C. LES GARANTIES ET LES LIMITES DE L'AUTONOMIE FINANCIÈRE DES COLLECTIVITÉS TERRITORIALES

La loi organique relative à l'autonomie financière des collectivités territoriales, et les dispositions introduites par la loi relative aux libertés et responsabilités locales, offrent de nouvelles garanties aux collectivités territoriales quant aux modalités de financements des transferts de compétence qui seront mis en oeuvre de 2005 à 2008, en application de la loi relative aux libertés et responsabilités locales précitée.

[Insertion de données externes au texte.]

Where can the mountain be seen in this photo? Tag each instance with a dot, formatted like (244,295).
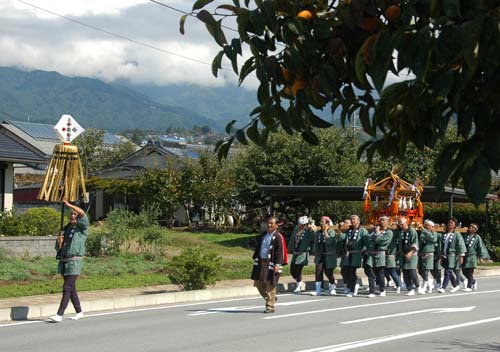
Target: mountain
(43,97)
(221,104)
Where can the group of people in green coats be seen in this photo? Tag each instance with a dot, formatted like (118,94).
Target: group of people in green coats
(386,255)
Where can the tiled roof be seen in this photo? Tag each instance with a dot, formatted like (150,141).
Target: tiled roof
(45,132)
(13,151)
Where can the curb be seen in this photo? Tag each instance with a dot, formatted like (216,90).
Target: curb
(34,312)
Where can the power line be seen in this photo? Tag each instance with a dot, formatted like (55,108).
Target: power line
(192,14)
(116,35)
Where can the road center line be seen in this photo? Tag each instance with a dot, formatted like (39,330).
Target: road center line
(430,310)
(379,304)
(374,341)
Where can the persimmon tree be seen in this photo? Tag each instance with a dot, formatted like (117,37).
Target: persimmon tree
(311,55)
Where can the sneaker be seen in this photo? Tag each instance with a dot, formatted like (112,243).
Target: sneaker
(356,289)
(78,316)
(55,318)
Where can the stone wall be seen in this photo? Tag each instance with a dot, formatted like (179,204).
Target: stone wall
(28,246)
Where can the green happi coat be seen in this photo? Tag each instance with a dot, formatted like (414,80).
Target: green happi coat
(475,250)
(331,243)
(391,258)
(352,247)
(375,247)
(71,254)
(438,249)
(426,242)
(407,240)
(456,248)
(299,245)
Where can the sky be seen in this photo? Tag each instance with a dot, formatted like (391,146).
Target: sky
(31,38)
(145,46)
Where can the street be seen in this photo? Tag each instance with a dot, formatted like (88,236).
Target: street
(459,322)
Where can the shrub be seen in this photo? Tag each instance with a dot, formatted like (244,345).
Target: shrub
(94,244)
(33,222)
(195,269)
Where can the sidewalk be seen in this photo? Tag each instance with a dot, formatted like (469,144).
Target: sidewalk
(37,307)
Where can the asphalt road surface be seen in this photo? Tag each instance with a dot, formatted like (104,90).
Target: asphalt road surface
(437,322)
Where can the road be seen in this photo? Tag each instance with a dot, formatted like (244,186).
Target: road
(459,322)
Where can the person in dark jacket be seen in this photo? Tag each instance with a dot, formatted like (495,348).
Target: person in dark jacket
(70,251)
(268,260)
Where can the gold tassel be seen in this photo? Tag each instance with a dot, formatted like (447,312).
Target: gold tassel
(63,175)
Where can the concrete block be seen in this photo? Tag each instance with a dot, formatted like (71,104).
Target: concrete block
(48,309)
(165,298)
(184,296)
(5,314)
(145,300)
(202,295)
(101,304)
(124,302)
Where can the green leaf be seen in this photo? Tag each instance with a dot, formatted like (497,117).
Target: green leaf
(253,132)
(181,24)
(200,4)
(318,122)
(247,68)
(310,137)
(229,126)
(477,180)
(205,17)
(217,63)
(364,118)
(223,149)
(236,44)
(240,136)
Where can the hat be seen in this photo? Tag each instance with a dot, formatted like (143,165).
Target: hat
(327,220)
(303,220)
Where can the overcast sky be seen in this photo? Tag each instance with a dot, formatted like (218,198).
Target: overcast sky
(33,39)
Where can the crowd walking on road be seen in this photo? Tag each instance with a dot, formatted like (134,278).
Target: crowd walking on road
(415,261)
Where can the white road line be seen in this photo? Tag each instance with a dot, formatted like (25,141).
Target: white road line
(145,309)
(380,304)
(374,341)
(431,310)
(245,308)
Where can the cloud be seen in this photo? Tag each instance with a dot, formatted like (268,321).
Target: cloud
(32,40)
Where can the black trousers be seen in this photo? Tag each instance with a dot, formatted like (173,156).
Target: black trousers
(449,275)
(296,271)
(411,278)
(469,274)
(69,292)
(349,276)
(375,276)
(320,269)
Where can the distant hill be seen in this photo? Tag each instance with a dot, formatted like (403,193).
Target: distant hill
(222,104)
(44,96)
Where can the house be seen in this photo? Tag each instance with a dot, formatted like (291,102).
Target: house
(151,155)
(15,151)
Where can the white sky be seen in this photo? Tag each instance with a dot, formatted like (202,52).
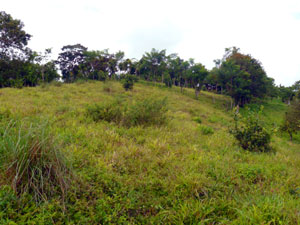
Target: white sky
(269,30)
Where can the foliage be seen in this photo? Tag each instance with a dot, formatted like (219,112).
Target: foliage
(123,172)
(167,79)
(149,111)
(251,133)
(128,81)
(32,161)
(69,61)
(145,112)
(292,119)
(110,112)
(13,39)
(206,130)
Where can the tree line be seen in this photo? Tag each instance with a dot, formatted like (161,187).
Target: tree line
(240,76)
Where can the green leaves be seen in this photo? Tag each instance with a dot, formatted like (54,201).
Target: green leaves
(251,133)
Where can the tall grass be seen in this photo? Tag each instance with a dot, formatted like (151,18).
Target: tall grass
(32,161)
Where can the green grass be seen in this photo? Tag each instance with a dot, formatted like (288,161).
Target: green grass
(168,173)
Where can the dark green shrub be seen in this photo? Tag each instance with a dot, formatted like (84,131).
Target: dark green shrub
(149,111)
(32,162)
(251,133)
(206,130)
(292,119)
(56,83)
(128,82)
(167,79)
(197,120)
(5,113)
(110,112)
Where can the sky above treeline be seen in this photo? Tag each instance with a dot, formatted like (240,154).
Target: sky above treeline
(269,30)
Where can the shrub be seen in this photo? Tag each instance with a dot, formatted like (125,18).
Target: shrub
(5,113)
(206,130)
(167,79)
(251,133)
(32,161)
(56,83)
(197,120)
(110,112)
(128,82)
(149,111)
(292,119)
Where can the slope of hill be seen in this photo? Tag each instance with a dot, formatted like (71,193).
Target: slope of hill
(188,170)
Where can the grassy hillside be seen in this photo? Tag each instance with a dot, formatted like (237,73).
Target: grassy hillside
(188,170)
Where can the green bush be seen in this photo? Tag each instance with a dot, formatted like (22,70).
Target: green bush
(32,162)
(5,113)
(206,130)
(251,133)
(197,120)
(110,112)
(149,111)
(128,82)
(167,79)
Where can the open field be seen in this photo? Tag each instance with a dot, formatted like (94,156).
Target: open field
(188,170)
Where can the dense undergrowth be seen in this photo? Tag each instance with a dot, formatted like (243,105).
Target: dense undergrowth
(184,168)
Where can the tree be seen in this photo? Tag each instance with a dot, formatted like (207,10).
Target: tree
(155,63)
(167,79)
(13,39)
(286,93)
(197,74)
(292,119)
(69,61)
(242,76)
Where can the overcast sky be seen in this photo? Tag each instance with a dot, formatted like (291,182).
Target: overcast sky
(269,30)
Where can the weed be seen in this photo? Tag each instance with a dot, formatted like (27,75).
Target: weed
(206,130)
(32,161)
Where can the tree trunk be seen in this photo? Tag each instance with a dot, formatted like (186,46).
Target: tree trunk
(291,136)
(197,92)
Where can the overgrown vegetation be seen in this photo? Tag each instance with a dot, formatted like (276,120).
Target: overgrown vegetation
(251,133)
(32,161)
(123,172)
(137,157)
(148,111)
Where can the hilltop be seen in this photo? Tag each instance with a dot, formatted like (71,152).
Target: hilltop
(186,170)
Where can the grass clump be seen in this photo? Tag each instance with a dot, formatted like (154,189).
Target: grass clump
(197,120)
(251,133)
(5,113)
(32,162)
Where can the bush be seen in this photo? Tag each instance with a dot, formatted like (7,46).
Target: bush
(206,130)
(56,83)
(251,133)
(5,113)
(128,82)
(167,79)
(197,120)
(149,111)
(110,112)
(32,162)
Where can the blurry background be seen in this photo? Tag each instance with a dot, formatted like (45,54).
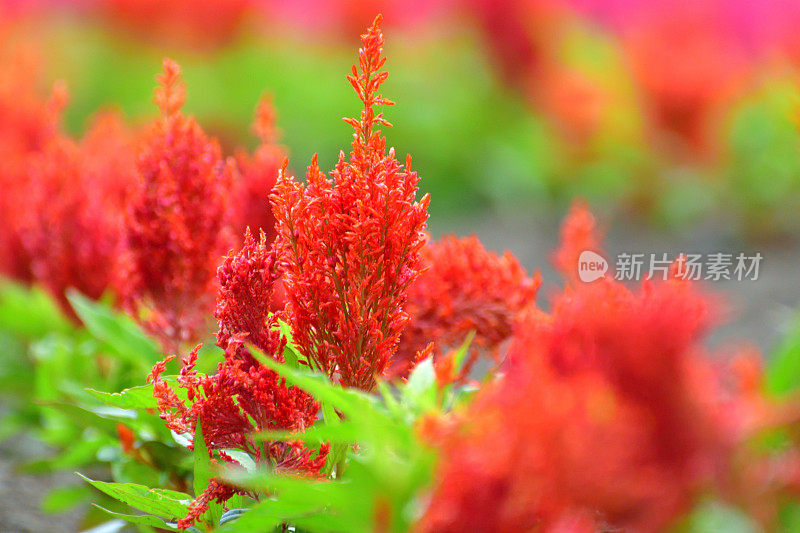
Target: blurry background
(677,121)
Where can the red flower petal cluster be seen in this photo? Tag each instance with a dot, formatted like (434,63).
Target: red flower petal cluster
(177,226)
(28,123)
(258,174)
(608,416)
(349,246)
(463,287)
(243,397)
(195,23)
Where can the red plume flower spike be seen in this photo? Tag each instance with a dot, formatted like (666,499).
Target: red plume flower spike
(177,226)
(463,287)
(609,416)
(349,246)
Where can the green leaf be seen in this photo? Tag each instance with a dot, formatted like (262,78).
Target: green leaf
(421,389)
(345,432)
(63,499)
(147,520)
(349,402)
(160,502)
(203,473)
(119,332)
(461,353)
(714,517)
(783,373)
(140,397)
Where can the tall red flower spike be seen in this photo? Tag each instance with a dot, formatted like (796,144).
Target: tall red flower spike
(243,397)
(28,122)
(257,176)
(609,416)
(349,246)
(463,287)
(176,229)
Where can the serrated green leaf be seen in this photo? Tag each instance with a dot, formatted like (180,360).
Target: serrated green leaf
(714,517)
(147,520)
(116,330)
(349,402)
(160,502)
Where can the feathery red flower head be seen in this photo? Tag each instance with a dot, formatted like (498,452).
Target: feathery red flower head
(462,287)
(257,176)
(608,416)
(176,229)
(349,246)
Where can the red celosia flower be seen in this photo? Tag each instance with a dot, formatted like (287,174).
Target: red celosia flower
(349,245)
(109,149)
(176,229)
(462,288)
(232,405)
(578,234)
(257,176)
(71,230)
(244,397)
(608,416)
(28,123)
(196,23)
(685,95)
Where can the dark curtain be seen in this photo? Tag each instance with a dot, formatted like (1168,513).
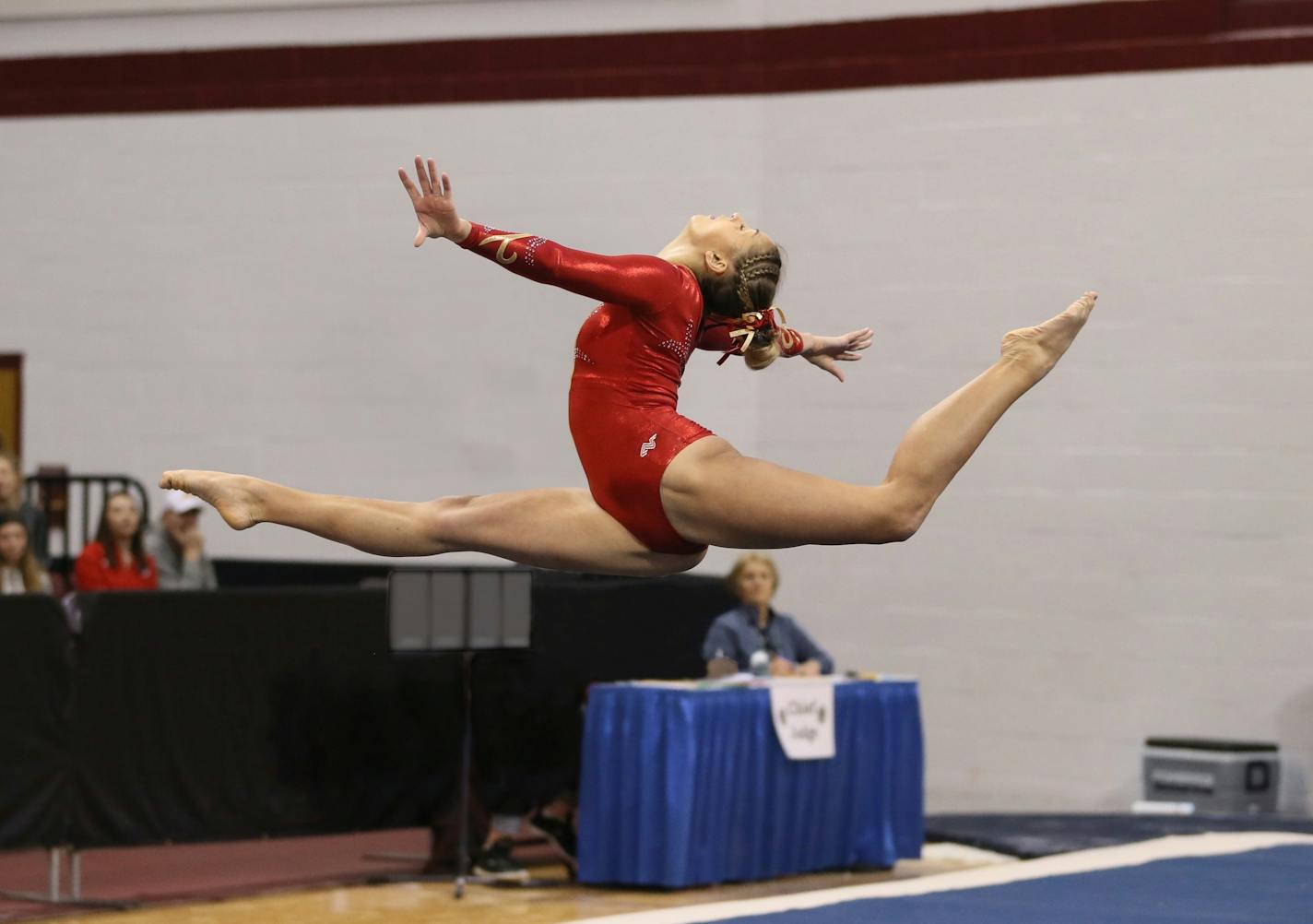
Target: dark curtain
(36,678)
(226,716)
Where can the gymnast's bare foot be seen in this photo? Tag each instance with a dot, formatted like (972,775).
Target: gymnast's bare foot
(234,496)
(1039,348)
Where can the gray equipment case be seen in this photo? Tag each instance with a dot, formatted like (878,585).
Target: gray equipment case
(1214,776)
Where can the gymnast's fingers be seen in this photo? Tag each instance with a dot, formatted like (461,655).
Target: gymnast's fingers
(410,186)
(421,172)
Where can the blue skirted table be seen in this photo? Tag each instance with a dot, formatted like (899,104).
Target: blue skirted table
(691,787)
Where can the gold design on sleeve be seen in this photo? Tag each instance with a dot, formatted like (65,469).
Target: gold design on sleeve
(503,239)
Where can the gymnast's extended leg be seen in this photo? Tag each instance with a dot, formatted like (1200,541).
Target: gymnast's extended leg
(549,527)
(715,495)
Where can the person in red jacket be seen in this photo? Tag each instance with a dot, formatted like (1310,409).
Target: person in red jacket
(117,560)
(660,487)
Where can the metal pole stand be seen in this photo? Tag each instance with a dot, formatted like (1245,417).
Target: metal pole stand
(461,610)
(53,885)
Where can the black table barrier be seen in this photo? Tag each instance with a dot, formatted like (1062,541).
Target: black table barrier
(192,717)
(36,679)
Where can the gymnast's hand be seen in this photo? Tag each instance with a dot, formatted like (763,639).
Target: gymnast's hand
(827,352)
(433,204)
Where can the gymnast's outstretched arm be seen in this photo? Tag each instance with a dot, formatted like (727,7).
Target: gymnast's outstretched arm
(643,282)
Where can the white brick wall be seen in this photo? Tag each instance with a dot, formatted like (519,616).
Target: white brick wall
(1127,554)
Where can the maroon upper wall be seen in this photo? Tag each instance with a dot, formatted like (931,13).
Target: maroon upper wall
(1041,42)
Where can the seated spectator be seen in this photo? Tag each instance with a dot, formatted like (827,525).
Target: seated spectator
(752,628)
(179,548)
(117,560)
(33,517)
(18,568)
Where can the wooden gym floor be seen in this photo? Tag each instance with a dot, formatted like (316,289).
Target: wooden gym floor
(433,903)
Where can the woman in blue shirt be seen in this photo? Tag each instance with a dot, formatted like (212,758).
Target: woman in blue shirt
(754,626)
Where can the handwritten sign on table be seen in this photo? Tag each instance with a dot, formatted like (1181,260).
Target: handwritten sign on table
(804,718)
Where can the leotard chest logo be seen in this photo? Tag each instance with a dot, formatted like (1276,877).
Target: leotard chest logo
(504,239)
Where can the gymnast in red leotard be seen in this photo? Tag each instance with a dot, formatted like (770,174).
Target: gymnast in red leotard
(660,489)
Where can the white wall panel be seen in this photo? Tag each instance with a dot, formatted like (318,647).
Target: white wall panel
(92,27)
(1127,554)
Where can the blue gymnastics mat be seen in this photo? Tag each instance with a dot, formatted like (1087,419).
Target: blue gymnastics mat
(1213,883)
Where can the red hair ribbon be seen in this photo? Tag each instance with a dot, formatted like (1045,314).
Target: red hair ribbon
(751,323)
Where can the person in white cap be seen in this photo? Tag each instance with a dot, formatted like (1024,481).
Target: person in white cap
(179,548)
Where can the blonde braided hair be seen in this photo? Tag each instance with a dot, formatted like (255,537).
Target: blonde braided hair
(764,347)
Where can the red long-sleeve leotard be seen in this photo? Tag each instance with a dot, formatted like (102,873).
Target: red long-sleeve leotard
(629,360)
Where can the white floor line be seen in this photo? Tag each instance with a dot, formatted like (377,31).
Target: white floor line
(1082,861)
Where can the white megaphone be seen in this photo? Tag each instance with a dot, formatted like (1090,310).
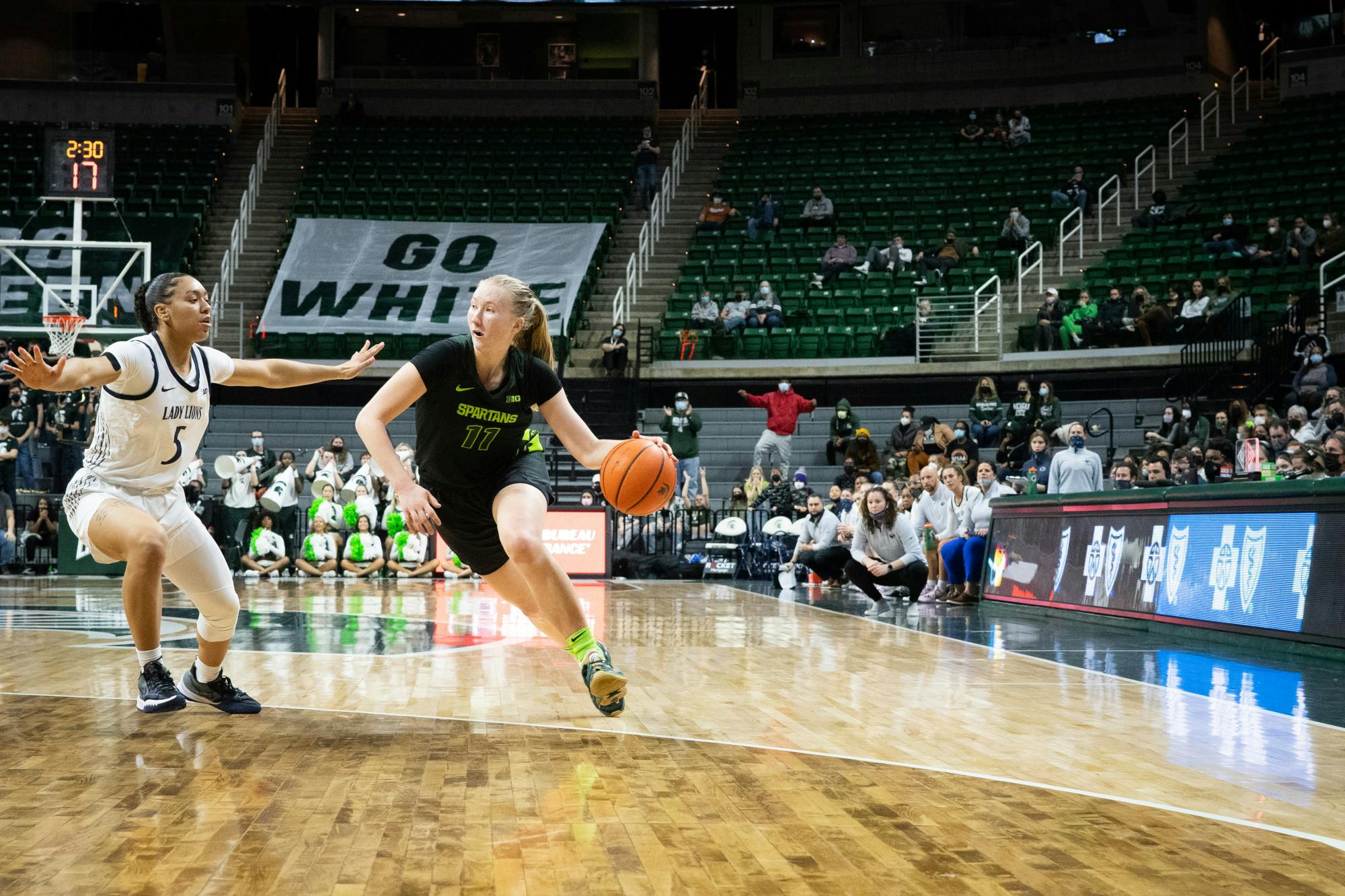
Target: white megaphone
(364,477)
(280,491)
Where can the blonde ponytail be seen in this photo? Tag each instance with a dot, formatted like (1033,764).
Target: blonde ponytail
(536,338)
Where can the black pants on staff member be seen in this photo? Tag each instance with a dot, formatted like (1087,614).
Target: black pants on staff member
(913,577)
(828,563)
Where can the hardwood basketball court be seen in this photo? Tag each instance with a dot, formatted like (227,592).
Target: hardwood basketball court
(418,737)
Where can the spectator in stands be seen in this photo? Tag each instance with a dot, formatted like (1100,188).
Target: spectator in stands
(646,167)
(765,214)
(949,256)
(972,132)
(1303,241)
(1050,319)
(615,352)
(863,452)
(364,552)
(783,408)
(1272,252)
(1075,470)
(766,309)
(705,313)
(1020,130)
(903,439)
(715,214)
(1016,232)
(1073,323)
(1156,214)
(777,497)
(894,257)
(1047,412)
(1312,381)
(844,424)
(818,212)
(1312,341)
(1331,241)
(266,555)
(41,533)
(886,551)
(1227,236)
(734,315)
(837,260)
(352,111)
(987,413)
(933,440)
(681,425)
(1073,193)
(817,546)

Votre rapporteur spécial considère que ces garanties sont nécessaires afin de rassurer les élus locaux, inquiets quant à l'évolution de leurs charges, s'agissant notamment de la garantie de non-baisse des ressources fiscales transférées en compensation des transferts de compétences ou de la composition et des missions de la commission consultative sur l'évaluation des charges. Votre rapporteur souligne toutefois les limites des garanties offertes par la loi organique relative à l'autonomie financière des collectivités territoriales :

- en premier lieu, il considère qu' il convient d'appliquer de manière stricte le texte organique, en inscrivant dans la loi de finances, ou dans un document annexé, les fractions de taux ou de tarif des impositions attribuées aux collectivités territoriales revenant à chacune d'entre elles , afin d'assurer une transparence absolue des transferts de ressources devant le Parlement ;

- en deuxième lieu, il souligne l'importance de transférer aux collectivités territoriales des ressources fiscales dynamiques et modulables, afin de leur permettre de financer l'évolution des coûts des compétences transférées sans devoir augmenter la fiscalité directe locale dont l'obsolescence des bases est de plus en plus patente , et dont la prise en charge par l'Etat via les mécanismes de dégrèvements et d'exonération est croissante. Il insiste sur les difficultés soulevées par le financement par les départements du revenu minimum d'insertion (RMI) : la charge a été nettement plus dynamique en 2004 que l'évolution de l'assiette de la taxe intérieure sur la consommation des produits pétroliers (TIPP), dont une fraction de tarif a été attribuée aux départements par l'article 59 de la loi de finances initiale pour 2004. Il s'inquiète, à cet égard, de l'évolution de la ressource transférée aux départements et aux régions, compte tenu de la faible progression - par ailleurs souhaitable - de la consommation des carburants sur le territoire national ;

- en troisième lieu, il s'interroge sur la méthode retenue pour réformer la fiscalité directe locale, s'agissant des réformes annoncées de la taxe professionnelle et de la taxe foncière sur les propriétés non bâties. Il remarque qu'il devient de plus en plus difficile de trouver des impôts dont la base serait localisable et le taux, modulable, et que les solutions permettant d'assurer l'autonomie financière et fiscale des collectivités territoriales appellent sans doute des évolutions majeures, soit par la mise en oeuvre de la révision des valeurs locatives, soit par l'instauration de nouveaux impôts partagés dans le cadre d'un nouveau contrat entre l'Etat et les collectivités territoriales ;

- enfin, il insiste sur la nécessité de mieux contrôler les transferts de charges vers les collectivités territoriales résultant des textes de loi ordinaires . Il souligne que la création d'une conférence nationale des services d'incendie et de secours (SDIS) permettra d'améliorer la concertation, s'agissant de l'évolution des charges afférentes aux SDIS, mais que de nombreux transferts de charges sont opérés, sans compensation ni même, parfois, et évaluation, par les différents projets de loi portant sur l'action sociale.